これを行事ごととして、学校や会社でも衣替えという日を設けています。
衣替えは6月1日と10月1日ですが、特に学校や企業でもこの日を境に冬服から夏服へ、また夏服から冬服へ変えるように指示されるものですから、街中の人々の様相が変わる一大行事になっています。
衣替えの歴史
衣替えの歴史を遡ると、平安時代に中国より取り入れた「更衣」という習慣が由来とされています。
この習慣をもとに旧暦の4月1日、10月1日に宮中では夏服と冬服を着替えることを「更衣」と定め、宮中祭祀として執り行うようになりましたが、天皇の着替えを奉仕する女官を「更衣」ともいい、紛らわしいことから「衣替え」と呼ぶようになったといいます。
江戸時代になると、武家の間にも広まり、年中行事に合わせて旧暦の4月1日、5月5日、9月1日、9月9日の年4回の衣替えを幕府が制度化しました。
現在の6月1日、10月1日の2度の衣替え制度になったのは明治政府によるもので、制服の着用が義務付けられた、役人、軍人、学生、企業は、この日を境に衣替えを行うようになりました。
衣替えの意味
季節ごとに衣服を変えることで暑さや寒さに対応するという目的もありますが、これだけでは宮中祭祀や幕府や政府による法の制定にはなりませんよね。
実は、衣替えには、これ以外にも重要な意味がありました。
それは「穢れを祓う」という意味です。
日本では古くから、季節の境目には穢れや厄がたまるとされており、これを衣服の入れ替えとともに祓う行事として「衣替え」が祭祀として重要視されてきたのです。
つまり、前の季節で溜まった穢れた気を祓い、新しい運気を呼び込んでスタートする神事というわけです。
夏越の祓
衣替えは「大祓(おおはらえ)」とちょうど時期的に近く、同じ意味を持ちます。
6月は梅雨により、穢れが積もる季節です。
どんよりとして、気も晴れず、また疫病や水害といった災厄が起こりやすい時期といえるでしょう。
そこで、この穢れを祓うために大祓をするようになります。
この夏の大祓を「夏越の祓(なごしのはらえ)」といいます。
神社で「茅の輪(ちのわ)」と呼ばれる茅(カヤ)や藁(ワラ)で編まれた大きな輪を見たことはありませんか?

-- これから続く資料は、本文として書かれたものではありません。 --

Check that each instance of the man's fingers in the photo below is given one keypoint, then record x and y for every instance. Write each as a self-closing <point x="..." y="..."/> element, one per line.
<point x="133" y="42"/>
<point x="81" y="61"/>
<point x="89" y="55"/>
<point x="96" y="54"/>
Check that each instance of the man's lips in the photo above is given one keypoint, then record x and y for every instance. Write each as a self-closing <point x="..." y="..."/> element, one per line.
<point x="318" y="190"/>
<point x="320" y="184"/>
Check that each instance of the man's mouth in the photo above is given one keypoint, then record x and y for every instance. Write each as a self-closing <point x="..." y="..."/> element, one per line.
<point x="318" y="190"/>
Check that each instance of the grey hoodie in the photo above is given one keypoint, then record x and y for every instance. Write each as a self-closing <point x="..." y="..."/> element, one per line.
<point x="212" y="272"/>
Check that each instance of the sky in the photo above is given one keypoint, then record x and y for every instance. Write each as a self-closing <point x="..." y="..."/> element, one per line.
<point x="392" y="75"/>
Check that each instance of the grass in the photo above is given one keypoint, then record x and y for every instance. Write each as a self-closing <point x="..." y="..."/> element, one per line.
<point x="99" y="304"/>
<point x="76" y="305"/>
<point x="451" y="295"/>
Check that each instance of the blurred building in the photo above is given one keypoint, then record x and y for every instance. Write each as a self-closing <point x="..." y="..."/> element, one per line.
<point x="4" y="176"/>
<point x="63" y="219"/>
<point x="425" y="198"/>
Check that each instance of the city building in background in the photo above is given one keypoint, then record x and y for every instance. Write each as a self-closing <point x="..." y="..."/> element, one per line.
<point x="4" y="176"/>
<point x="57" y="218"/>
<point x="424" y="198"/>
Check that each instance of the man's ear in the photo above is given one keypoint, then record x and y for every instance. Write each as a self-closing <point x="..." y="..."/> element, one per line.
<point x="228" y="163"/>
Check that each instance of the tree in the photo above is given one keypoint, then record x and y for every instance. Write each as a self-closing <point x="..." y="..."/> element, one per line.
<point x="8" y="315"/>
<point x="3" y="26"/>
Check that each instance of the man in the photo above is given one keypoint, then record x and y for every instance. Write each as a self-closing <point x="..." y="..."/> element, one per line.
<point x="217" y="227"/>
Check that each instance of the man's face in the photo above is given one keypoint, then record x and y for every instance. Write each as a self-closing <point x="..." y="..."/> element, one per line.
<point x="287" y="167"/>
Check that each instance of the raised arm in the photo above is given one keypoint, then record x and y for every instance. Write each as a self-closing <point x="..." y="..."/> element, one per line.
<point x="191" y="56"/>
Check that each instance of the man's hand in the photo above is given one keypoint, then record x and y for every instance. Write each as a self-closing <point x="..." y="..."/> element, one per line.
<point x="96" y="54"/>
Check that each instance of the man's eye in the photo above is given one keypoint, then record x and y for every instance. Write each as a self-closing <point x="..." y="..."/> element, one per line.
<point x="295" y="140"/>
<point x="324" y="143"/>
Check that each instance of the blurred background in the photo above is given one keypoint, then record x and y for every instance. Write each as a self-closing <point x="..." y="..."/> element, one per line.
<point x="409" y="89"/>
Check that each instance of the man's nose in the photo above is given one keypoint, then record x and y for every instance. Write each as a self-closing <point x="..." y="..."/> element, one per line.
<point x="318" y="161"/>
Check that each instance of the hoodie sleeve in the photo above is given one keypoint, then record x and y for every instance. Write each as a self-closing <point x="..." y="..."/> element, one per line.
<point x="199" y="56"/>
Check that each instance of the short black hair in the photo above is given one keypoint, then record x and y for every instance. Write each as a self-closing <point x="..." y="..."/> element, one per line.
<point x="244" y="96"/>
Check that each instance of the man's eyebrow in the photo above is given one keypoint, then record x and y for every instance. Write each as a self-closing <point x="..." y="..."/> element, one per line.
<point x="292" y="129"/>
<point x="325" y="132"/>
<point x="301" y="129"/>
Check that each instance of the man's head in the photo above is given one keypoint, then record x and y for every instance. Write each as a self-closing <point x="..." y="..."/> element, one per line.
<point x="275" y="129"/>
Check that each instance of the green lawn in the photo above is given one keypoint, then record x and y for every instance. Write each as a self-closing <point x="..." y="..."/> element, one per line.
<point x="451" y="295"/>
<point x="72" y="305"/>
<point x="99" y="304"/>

これをくぐることによって半年分の穢れを祓うという行事が夏越の祓です。
年越の祓
半年分といいましたが、もちろんもう半年、つまり冬にも大祓があります。
これは「年越の祓(としこしのはらえ)」といいます。
夏の大祓と同様に神社では茅の輪くぐりを見かけます。
年越の祓は、現代の大掃除に受け継がれ、夏越の祓以来、半年間溜まった穢れを祓い新年の善い気を迎える大切な行事です。
また、衣替えにあたる、新嘗祭の前後のころには、臨時的に大祓が行われることもあるといいます。
衣替えの意味|災厄を落とす神事 まとめ
このように、衣替えは季節による衣服の入れ替えだけでなく、穢れを最も嫌う日本の風習から受け継がれた大切な行事だということがわかります。
忙しい現代人にとって「この日」と決めて衣替えをする必要はありませんが、運気にとっても大切な日ですので、期間を設けてしてみましょう。
また、気候の違う北海道や沖縄などでは時期にずれがあり、衣替えの前後1ヶ月ほどの期間を設けていると考えてよいでしょう。
単に服を入れ替える日と侮るなかれ、福を呼び込む大切な日。